A program that deploys mobile metal detectors to New York City public schools has been halted due to a complete breakdown of the scanning equipment, ChalkBeat reports. This comes according to officials from the New York City Police Department and the New York City Department of Education.

How is the city responding to the equipment failure?

The NYPD’s School Safety Division, which normally conducts random screenings at three to four schools daily, said in an emergency procurement request that it currently has no functioning X-ray machines, rendering the unannounced scanning unit inoperable.

To address the issue, the city’s Department of Education issued an emergency contract to purchase 15 new scanners at a cost of nearly $385,000. This move bypasses the standard requirement for prior approval from the Panel for Educational Policy (PEP), a 24-member body that typically votes on such contracts.

How will this impact school safety?

The disruption comes amid heightened concerns over school safety. Earlier this year, around 120 school staff and administrators signed an open letter urging the city to replace broken scanners and increase the staffing of school safety agents, which has reportedly declined by 28% over the past five years.

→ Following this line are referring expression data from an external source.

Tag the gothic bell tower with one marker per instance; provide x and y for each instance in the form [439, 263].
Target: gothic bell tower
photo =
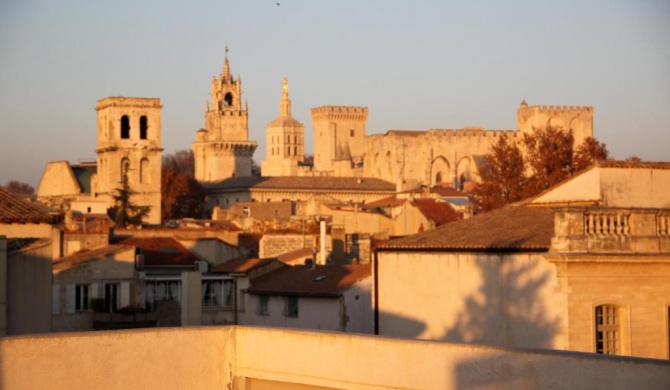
[222, 149]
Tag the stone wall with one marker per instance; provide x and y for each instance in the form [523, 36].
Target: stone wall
[227, 357]
[272, 245]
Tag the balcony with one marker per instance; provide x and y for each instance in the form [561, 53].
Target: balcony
[611, 231]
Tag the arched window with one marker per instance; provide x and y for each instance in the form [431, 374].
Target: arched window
[125, 127]
[125, 168]
[143, 127]
[144, 171]
[608, 334]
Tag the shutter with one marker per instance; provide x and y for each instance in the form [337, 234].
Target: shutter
[70, 297]
[55, 299]
[95, 291]
[125, 294]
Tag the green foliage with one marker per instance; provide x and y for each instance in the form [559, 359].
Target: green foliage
[182, 196]
[124, 213]
[19, 188]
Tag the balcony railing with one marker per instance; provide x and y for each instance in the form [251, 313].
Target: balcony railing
[611, 230]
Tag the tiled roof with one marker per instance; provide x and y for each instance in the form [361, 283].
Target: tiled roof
[161, 251]
[633, 164]
[89, 255]
[298, 255]
[83, 174]
[509, 228]
[315, 183]
[406, 133]
[391, 201]
[240, 266]
[436, 211]
[16, 210]
[320, 281]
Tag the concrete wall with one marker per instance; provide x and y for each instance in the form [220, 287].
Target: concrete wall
[504, 300]
[272, 245]
[229, 357]
[213, 250]
[119, 268]
[29, 290]
[639, 289]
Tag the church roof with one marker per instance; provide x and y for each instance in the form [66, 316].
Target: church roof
[315, 183]
[509, 228]
[16, 210]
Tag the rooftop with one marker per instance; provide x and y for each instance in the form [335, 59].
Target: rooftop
[509, 228]
[318, 281]
[16, 210]
[320, 183]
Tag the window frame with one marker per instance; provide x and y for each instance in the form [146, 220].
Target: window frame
[608, 333]
[292, 306]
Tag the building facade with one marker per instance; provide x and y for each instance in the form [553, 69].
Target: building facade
[222, 149]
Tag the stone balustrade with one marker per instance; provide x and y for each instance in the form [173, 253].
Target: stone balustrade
[611, 230]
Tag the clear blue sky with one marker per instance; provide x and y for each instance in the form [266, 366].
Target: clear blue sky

In the first quarter of the current school year, city data shows 10 guns were confiscated. During the 2023-24 school year, 6,000 “weapons or dangerous instruments” were recovered by authorities, including 14 guns.

What happens next?

Education officials confirmed the new scanners have not yet been delivered and did not specify how long the scanning operations have been inactive. The PEP is scheduled to vote on a retroactive contract for the new scanners during a meeting on April 30.